December 15, 2025
Castle wars: Relay edition
Nature's many attempts to evolve a Nostr
Can relay-powered socials free us—or just crown new kings
TLDR: The piece argues centralized apps act like castles controlling your data, and Nostr’s relay model tries to break that. Commenters split: some predict new oligarchs via “paid” relays and censorship risks, others cheer the novelty—making this a big debate about who really controls social platforms.
The article paints today’s apps as feudal castles: big cloud servers own your keys, your data, and can pull the drawbridge whenever growth slows. Federation (think email or Mastodon) lets you pick your castle, but network math says the biggest fortresses still end up ruling. Enter Nostr, a relay-based social tech promising dumb pipes and user-owned keys. The crowd? Absolutely split, and absolutely spicy.
Critics went in hot. EgregiousCube predicts Nostr’s “end state” looks just like today’s oligarchs—only the lords are relays and yes, some are already “paid” toll booths. wmf drops a history bomb: peer-to-peer (computer-to-computer) chat existed in 2001, and “there’s nothing stopping” relays from censoring anyway. nunobrito says stop calling them “relays”—they’re basically “database servers.” Meanwhile gaigalas throws a nerdy rose to old-school web design, linking Fielding’s dissertation and calling this the original REST dream. The vibes get philosophical when bflesch warns Nostr ignores human needs like moderation and community norms.
Fans still gush that Nostr feels fresh and fun, but skeptics meme it as “meet the new bosses.” The joke of the day: “Not your keys, not your castle.” The roast: “2001 called—it wants its P2P back.” The drama: who gets the crown when the network grows?
Key Points
- •Modern apps use centralized client–server architectures where servers control user data and cryptographic keys.

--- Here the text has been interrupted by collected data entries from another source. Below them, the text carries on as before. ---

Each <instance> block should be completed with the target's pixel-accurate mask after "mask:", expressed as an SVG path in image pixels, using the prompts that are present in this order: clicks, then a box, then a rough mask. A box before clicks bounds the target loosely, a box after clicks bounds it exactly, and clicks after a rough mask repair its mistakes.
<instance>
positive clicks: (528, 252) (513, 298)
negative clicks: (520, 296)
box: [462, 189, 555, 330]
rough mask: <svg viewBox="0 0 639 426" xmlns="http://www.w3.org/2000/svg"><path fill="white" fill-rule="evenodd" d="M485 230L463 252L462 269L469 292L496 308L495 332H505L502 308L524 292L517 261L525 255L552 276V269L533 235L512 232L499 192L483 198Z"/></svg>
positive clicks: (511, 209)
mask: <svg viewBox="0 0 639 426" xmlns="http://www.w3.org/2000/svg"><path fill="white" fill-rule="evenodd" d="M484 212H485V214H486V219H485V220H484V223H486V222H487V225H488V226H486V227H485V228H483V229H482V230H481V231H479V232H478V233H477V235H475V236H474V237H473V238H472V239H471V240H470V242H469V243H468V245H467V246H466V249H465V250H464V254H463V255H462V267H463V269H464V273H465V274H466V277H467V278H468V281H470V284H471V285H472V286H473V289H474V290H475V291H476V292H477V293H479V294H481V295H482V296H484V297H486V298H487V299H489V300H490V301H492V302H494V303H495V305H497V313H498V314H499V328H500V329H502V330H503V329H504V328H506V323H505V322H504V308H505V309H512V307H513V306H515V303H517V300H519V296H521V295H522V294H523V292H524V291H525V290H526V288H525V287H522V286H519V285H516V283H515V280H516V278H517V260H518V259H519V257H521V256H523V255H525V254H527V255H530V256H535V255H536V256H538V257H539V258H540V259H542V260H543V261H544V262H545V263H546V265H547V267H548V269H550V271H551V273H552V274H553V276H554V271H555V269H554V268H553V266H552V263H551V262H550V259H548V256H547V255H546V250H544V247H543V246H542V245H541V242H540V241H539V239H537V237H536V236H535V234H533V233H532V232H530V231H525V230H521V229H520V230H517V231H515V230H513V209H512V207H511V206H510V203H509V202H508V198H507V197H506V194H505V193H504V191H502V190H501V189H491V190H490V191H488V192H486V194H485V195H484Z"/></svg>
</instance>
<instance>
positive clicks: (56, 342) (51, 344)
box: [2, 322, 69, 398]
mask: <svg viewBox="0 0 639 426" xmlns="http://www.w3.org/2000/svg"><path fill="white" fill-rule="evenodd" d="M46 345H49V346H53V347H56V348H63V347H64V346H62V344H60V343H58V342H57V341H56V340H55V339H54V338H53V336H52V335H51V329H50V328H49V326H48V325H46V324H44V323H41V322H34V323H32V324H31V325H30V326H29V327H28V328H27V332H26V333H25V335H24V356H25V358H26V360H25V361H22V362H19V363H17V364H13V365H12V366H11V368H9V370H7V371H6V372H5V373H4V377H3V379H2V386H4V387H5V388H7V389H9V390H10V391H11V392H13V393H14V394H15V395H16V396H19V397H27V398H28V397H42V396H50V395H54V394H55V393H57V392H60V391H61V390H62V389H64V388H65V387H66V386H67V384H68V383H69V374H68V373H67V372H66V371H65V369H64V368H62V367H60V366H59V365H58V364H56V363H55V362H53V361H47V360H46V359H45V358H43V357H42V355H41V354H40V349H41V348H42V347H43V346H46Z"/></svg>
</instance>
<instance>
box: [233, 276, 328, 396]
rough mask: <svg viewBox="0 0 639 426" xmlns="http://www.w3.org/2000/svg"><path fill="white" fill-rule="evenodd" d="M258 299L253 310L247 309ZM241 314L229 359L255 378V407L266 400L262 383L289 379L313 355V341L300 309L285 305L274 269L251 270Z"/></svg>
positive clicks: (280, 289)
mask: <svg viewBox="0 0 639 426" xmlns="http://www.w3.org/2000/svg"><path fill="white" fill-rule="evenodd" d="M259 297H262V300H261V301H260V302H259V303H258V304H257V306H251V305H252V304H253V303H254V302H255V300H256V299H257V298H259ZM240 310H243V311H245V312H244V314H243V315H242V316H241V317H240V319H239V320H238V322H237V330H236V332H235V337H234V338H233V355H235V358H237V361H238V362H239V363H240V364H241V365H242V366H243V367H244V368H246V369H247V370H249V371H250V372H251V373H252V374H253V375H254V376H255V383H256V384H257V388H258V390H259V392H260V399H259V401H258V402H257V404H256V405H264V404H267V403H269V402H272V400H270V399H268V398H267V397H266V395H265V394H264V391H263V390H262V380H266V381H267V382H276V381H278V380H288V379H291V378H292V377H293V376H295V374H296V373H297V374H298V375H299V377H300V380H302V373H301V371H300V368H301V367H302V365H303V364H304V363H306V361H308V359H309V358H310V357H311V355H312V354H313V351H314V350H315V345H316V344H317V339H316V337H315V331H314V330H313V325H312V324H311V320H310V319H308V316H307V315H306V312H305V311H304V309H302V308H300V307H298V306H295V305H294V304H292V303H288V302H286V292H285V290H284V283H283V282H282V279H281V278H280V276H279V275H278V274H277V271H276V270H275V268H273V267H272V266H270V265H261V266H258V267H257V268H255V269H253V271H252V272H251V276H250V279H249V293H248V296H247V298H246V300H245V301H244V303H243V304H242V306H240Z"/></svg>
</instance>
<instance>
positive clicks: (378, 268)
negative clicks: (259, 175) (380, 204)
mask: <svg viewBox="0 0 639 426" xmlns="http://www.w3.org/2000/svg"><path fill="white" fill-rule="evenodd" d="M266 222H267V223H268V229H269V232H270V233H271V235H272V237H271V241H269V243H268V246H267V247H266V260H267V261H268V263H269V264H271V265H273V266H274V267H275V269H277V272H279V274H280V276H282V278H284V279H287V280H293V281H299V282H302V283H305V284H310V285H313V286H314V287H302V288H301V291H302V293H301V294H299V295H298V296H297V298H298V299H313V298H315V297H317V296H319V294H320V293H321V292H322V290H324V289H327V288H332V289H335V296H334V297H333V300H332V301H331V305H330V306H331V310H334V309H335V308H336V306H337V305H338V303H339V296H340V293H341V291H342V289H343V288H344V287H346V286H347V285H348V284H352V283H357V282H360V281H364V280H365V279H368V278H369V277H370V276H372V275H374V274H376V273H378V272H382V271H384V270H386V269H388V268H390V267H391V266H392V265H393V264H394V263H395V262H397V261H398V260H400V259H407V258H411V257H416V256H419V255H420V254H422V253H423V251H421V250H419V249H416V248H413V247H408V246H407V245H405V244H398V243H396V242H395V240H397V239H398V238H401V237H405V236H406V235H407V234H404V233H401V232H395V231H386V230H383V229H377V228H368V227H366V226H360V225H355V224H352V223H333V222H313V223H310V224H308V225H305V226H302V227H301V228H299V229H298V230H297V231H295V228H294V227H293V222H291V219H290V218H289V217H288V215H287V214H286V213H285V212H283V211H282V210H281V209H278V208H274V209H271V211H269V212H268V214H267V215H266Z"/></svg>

- •RFC 9518 defines centralization and highlights the Internet’s design to avoid single controlling entities.
- •Federation enables interoperable communication across servers, exemplified by email, Mastodon, and Matrix.
- •Federation is technically straightforward, leveraging existing infrastructure; e.g., Mastodon runs on Ruby on Rails.
- •Federated networks tend toward oligopolies due to scale-free dynamics: preferential attachment, N^2 scaling, fitness, efficiency, and resilience.